Here are some where the Past Participle is different:


👨🏻  I saw that new show yesterday.   EXACT
👴🏼  I’ve seen it a few times.     not exact <<<  I’ve = I have

👨🏻  I flew to Japan last year.   EXACT
👴🏼  I have flown many times, but I‘ve never flown that far!     not exact

👨🏻  Have you taken your driving test yet?   not exact
👴🏼  I have taken it many times, but have not passed yet.     not exact

👨🏻  Have you eaten at this restaurant before?   not exact
👴🏼  Yes, I ate here last week.     EXACT

👨🏻  Have you eaten yet?   EXACT
👴🏼  Yes, I have eaten.     not exact
👴🏼  I ate at 6:00.     EXACT

👨🏻  I sang at their wedding party.   EXACT
👴🏼  I have sung at some parties too.     not exact

👨🏻  He ran a 5K race last year.   EXACT
👴🏼  He has also run a marathon.     not exact


That last one is tricky!  The simple past of run is RAN, and the past participle is RUN.  🙄

I think it is because many times, the past participle has a U, like:

sing – sang – sung  (present – simple past – past participle)
swim – swam – swum
begin – began – begun
run – ran – rUn

 

 

Noise!

Someone wanted to learn about the word “noise“.
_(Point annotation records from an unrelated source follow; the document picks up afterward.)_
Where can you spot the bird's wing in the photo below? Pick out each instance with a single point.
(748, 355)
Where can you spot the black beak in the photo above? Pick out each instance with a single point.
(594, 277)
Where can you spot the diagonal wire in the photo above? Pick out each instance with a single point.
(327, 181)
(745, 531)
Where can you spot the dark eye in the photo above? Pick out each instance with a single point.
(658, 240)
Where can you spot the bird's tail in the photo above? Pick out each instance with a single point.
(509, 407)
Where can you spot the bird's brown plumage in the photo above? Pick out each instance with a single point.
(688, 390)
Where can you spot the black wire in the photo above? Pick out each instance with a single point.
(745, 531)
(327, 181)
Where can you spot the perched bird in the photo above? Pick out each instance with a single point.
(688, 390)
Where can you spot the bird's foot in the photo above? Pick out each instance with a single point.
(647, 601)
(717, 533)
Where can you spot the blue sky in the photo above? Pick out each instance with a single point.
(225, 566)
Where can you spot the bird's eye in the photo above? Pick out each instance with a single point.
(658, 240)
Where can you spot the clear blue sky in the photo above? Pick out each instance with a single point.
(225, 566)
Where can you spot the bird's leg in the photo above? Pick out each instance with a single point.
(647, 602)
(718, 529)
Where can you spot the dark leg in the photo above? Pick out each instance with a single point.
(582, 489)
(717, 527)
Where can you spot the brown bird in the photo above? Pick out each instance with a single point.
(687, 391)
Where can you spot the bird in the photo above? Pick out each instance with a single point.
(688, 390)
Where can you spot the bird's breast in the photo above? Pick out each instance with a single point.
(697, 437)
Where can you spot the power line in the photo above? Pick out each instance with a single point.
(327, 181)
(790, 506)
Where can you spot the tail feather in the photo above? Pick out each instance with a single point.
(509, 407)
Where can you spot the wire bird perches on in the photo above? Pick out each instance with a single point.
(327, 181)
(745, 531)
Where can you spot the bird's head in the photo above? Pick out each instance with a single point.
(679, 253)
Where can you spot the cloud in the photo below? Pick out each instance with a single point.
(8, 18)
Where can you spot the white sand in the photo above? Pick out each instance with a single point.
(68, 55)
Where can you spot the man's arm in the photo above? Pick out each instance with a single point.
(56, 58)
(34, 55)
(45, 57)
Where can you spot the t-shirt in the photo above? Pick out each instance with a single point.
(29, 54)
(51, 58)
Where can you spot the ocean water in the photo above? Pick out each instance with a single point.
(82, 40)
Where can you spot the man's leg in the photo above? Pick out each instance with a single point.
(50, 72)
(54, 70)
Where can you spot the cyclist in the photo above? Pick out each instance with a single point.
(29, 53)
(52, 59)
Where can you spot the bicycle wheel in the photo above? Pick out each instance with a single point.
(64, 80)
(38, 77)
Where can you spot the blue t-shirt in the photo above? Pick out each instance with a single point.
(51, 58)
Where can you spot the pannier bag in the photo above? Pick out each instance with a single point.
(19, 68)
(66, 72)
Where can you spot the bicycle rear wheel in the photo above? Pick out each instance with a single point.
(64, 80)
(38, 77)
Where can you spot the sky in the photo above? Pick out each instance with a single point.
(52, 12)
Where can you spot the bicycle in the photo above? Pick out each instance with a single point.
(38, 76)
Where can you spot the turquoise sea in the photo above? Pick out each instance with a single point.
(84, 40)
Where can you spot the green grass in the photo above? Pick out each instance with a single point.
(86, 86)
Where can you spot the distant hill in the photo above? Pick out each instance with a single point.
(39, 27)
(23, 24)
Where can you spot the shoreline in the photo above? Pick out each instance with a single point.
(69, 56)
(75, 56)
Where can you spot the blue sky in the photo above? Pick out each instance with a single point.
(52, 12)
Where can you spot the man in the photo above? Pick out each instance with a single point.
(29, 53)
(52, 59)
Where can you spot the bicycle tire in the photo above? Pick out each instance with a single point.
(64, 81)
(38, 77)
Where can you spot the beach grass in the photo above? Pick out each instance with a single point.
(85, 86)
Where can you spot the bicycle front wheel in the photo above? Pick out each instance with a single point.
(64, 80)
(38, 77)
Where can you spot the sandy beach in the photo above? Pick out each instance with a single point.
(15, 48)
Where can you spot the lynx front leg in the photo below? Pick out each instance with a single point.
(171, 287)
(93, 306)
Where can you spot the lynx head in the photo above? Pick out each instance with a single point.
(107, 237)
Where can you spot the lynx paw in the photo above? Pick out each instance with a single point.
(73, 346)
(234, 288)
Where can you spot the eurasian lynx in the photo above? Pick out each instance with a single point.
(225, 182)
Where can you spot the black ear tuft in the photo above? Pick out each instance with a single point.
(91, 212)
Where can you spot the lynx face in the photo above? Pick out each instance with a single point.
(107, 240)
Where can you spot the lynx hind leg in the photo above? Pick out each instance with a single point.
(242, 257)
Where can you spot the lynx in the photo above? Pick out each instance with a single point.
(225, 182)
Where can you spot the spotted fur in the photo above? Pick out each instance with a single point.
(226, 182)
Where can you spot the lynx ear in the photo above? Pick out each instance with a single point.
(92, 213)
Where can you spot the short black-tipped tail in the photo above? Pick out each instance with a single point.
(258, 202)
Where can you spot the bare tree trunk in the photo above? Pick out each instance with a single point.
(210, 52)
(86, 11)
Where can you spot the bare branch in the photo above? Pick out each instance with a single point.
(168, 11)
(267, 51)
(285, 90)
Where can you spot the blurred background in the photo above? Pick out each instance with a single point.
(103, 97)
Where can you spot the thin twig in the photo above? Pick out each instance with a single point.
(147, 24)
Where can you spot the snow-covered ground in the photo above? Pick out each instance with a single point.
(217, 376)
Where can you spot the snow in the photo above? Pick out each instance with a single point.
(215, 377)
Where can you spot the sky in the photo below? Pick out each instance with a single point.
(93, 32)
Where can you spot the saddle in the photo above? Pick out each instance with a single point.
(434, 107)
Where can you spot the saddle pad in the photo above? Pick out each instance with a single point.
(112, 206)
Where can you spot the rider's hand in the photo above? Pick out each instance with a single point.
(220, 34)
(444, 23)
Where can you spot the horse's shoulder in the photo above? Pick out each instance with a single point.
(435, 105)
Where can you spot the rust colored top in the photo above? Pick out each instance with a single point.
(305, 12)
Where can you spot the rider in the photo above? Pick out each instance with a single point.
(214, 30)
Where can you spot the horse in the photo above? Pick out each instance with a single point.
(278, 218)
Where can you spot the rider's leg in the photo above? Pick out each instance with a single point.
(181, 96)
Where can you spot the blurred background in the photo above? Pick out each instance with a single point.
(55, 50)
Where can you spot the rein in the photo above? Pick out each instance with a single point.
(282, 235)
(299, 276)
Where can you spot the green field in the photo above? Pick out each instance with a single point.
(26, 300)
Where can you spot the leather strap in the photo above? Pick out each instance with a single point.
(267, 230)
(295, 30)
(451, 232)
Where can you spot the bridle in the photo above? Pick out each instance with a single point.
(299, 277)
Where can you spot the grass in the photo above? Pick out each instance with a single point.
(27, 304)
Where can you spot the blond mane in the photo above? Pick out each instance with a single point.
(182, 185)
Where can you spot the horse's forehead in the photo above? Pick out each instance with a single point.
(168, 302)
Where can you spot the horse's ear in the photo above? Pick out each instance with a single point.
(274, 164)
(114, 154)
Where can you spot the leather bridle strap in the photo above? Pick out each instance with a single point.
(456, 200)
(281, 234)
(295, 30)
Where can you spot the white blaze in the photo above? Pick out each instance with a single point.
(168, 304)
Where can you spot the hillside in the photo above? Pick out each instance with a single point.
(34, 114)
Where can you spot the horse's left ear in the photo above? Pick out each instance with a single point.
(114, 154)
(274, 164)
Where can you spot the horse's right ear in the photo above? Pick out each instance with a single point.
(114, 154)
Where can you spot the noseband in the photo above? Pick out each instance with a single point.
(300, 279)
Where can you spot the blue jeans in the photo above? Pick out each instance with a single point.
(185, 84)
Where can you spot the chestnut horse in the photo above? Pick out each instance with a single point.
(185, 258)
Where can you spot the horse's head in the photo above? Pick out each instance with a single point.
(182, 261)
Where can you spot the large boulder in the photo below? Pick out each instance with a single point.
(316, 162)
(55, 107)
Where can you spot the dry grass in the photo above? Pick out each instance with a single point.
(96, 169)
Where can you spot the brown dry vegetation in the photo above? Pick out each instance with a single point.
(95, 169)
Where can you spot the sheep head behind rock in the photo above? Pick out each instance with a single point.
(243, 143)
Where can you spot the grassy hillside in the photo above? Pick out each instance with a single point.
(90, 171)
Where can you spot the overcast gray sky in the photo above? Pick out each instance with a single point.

We were at a party.  Many people were talking loudly. It was very noisy! We could not hear each other talk.

So, we talked louder.

Then the other people could not hear each other, so THEY talked louder. Then WE could not hear, so we talked louder.  Everybody was talking loudly. It was noisy!  😫

Noise = sound you do not like.


When you play music, there are + and buttons.

They are for the VOLUME.

Low volume  = 🔈
High volume = 🔊🔊🔊

Sometimes you see the word VOL — that means volume.
More volume = louder.

Some music players have a circle that you turn

A circle like that is called a KNOB. Do not say the K.  Say it like nob.  Why?  I don’t know. 🙄

To make the volume go up or down, you turn the knob. That is why we sometimes say “turn it up! to make the music louder.

If you want it less loud, you say “turn it down!

Turn = go in a circle. A knob is a circle, so you turn a knob.


The opposite of loud is quiet.  🤫

A library is quiet.

If there is no sound, it is silent:

>> I did not hear any sound.  It was silent.  🔇

Silent is an adjective. A room can be be silent.

Silence is a noun.

>>  Do you like silence when you sleep?  Or do you like some sound?